Witwe wollte zurück Der Kaufmann, der mit Zustimmung seiner Ehefrau und seiner beiden minderjährigen Kinder gern noch einmal Sohn geworden wäre, hatte von einem über viele Jahre gewachsenen, persönlichen Vertrauensverhältnis zu der Hausbesitzerin gesprochen, die regelmäßig aus den USA nach Würzburg gekommen war und zuletzt auch wieder hier ihren Wohnsitz auf Dauer genommen hatte. Seitdem habe es täglich einen dem leiblichen Eltern-Kind-Verhältnis vergleichbaren persönlichen Kontakt zu der alten Frau gegeben unter Einbeziehung seiner Familie, mit gegenseitigem Besuch insbesondere an Festen und Geburtstagen.
Die Witwe sei seit Jahren täglich mit warmem Essen versorgt und darüber hinaus von ihm und seiner Familie unentgeltlich unterstützt worden, durch Vorlesen aus der Zeitung, Erledigung von Besorgungen, Begleitung zu Arztterminen oder Fahrten zu Freunden. Zwischen den Beteiligten sei bereits eine ernsthafte, über die persönliche Hilfeleistung hinausgehende familiäre Beziehung entstanden, die sich sicher auch künftig nicht mehr ändern werde.
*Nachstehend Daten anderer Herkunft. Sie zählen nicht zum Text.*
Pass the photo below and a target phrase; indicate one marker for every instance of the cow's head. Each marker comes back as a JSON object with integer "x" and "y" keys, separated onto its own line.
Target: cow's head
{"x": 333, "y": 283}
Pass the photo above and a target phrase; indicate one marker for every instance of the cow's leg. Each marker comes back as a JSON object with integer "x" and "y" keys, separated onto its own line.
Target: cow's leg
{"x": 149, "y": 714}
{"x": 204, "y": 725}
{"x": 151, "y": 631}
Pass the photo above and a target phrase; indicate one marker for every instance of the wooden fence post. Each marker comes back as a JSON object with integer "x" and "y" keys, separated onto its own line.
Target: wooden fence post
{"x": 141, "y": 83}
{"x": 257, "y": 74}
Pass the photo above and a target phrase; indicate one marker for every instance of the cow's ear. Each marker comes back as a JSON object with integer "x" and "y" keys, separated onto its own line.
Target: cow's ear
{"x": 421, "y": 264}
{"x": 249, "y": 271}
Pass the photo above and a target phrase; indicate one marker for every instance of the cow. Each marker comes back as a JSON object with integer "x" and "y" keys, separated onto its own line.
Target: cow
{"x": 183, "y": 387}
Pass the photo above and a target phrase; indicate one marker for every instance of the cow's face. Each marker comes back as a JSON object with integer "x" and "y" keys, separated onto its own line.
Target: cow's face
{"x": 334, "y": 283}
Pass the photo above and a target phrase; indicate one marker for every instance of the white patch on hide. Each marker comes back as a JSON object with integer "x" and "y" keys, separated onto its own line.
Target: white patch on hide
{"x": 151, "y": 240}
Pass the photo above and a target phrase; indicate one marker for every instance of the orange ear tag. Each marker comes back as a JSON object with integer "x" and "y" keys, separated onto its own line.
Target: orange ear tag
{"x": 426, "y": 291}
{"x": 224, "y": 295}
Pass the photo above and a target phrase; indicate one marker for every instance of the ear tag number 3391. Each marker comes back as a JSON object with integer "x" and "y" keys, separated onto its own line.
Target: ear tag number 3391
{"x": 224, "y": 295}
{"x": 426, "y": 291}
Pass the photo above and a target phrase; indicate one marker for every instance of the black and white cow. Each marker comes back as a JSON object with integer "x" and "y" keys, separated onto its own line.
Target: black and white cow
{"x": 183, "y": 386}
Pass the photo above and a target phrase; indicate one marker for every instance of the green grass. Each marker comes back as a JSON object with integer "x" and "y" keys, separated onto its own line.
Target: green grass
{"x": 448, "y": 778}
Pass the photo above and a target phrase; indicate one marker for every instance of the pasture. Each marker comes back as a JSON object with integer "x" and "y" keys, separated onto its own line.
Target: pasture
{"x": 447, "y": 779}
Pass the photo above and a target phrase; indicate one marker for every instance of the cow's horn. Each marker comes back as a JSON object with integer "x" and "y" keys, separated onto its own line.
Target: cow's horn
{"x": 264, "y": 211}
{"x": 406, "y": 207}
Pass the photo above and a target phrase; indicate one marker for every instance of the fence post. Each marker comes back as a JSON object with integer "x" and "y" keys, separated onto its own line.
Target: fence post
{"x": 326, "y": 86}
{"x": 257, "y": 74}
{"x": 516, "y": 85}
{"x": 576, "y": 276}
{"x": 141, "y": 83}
Dann war dem Kaufmann oder seinem Anwalt offensichtlich ein für ihn wenig hilfreicher Satz herausgerutscht: Infolge der Adoption würde sich die "transfersteuerliche Belastung" bei etwaigen künftigen Zuwendungen der Witwe an ihn verringern; dies stelle jedoch nicht das bestimmende Motiv des gemeinsamen Antrags dar.Bei den gerichtlichen Anhörungen sei, so die Entscheidungen der Zivilgerichte, der Eindruck entstanden, dass es in dem Adoptionsverfahren ausschließlich um die künftige Erbfolge gehe. Man habe den Eindruck gehabt, dass die alte Frau Sinn und Zweck einer Adoption überhaupt nicht begreife. Eine Gutachterin war zu dem Schluss gekommen, dass die Witwe aufgrund Demenz im Übergangsbereich zwischen einer leichten und mittelschweren Ausprägung nicht mehr in der Lage sei, die Tragweite und Auswirkungen einer Adoption eigenverantwortlich zu erkennen und nach ihrem Willen zu handeln.
Weder eine örtliche noch eine persönliche Verwurzelung in Würzburg sei bei der Anhörung der Seniorin zu erkennen gewesen, so die Richter. Entscheidend war für die alte Frau, dass sich jemand um ihr Anwesen bemühe und es verwalte. Die Richter des Oberlandesgerichts München waren damals der Überzeugung, dass der Kaufmann der Witwe innerlich nicht sehr nahe stehe, an einer inneren Verbundenheit bestünden jedenfalls erhebliche Zweifel. Es seien auch keine Anhaltspunkte erkennbar, so die Richter, dass die Witwe die ernsthafte Absicht habe, eine Beziehung zu dem Mieter zu entwickeln, die der zwischen Eltern und Kindern gleiche. Sie habe es vielmehr selbst als lächerlich bezeichnet, dass sie noch einmal eine solche nahe Beziehung wie eine Mutter zu einem "erwachsenen Kind" eingehen wolle.